The ethics of secularism and of Christianity stem from radically different visions of reality. Without a notion of either God or eternity, secularism is necessarily bound to both the self and the world as the basis of reality, and, as Bonhoeffer noted, the questions of ethical goodness necessarily follow. However, if God the Creator of heaven and earth truly exists, then reality is fundamentally rooted in His very nature, and the question of ethics begins with knowing God’s will, since He alone defines the meaning of good.

Rooted in self and the world as ultimate realities, secularism has no such stable definition of good and, therefore, no solid ground for morality. Goodness, in secularism, is an ever-shifting ideal with most of its present stability owing to the lingering legacy from when Christianity dominated society. As Tom Holland argues in his book Dominion, secular values such as human rights, love, and kindness are fundamentally Christian, even when the modern world pretends that they are not.[6] In other words, the ethics of secularism are mostly built upon a Christian foundation, which is why they appear godly. Yet without God and His revelation through Scripture, the basis of secular morality is nothing more than a house built on sand. It is somewhat standing for the moment, but in time, as the winds and rains pour down, it will collapse. A godliness without God simply cannot endure.

Of course, because secularism has in many ways bound itself, I believe, inevitably to Marxism, the destabilization of all things, including of language and morality, is seen as their chief tool for building a perfectly equitable world without classes or distinctions.[7] They welcome the shifting sands, calling it the march of progress. They believe that the ability to deconstruct all of society, even down to the reality of truth itself, will ultimately serve their building a utopia on earth. Indeed, the aim of cultural Marxism is to apply the economic principles of Marxism, namely, the destruction of all classes, onto culture itself. This only means that instead of building a house upon the sand; they are erecting a new Tower of Babel. But a larger building only means a larger collapse when it comes.

And it will come. We must hold with deeper conviction the solid rock of Jesus Christ, so that we may not be “tossed to and fro by the waves and carried about by every wind of doctrine, by human cunning, by craftiness in deceitful schemes” (Ephesians 4:14). For both the premise and promise of secularism are crafty schemes devised by human cunning, and they will fall. In that day, let us be found in obedience to the Proverbs 18:10: “The name of the LORD is a strong tower; the righteous man runs into it and is safe.”

[1] Sinners in the Hands of an Angry God (

[2] Justo L. Gonzalez, The Story of Christianity Vol.

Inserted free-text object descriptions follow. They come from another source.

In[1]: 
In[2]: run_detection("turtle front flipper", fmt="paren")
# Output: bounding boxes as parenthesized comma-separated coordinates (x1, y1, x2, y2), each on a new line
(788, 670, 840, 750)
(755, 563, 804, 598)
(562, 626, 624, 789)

II, 288.

[3] This is when a cultural offenders private information, such as home address, is made public, so that the social media outrage can bleed over into real life.  

[4] Dietrich Bonhoeffer, Ethics, 1.

[5] Ibid.

[6] I would also add that our present culture of victimhood is nothing more than a secular distortion of the Beatitudes, but perhaps we can explore that particular thought further another day.

[7] Here again, we could go down the rabbit hole of showing how the dominance of secularism and the rise of paganism are intertwined, but alas, we’ll save it for another day as well.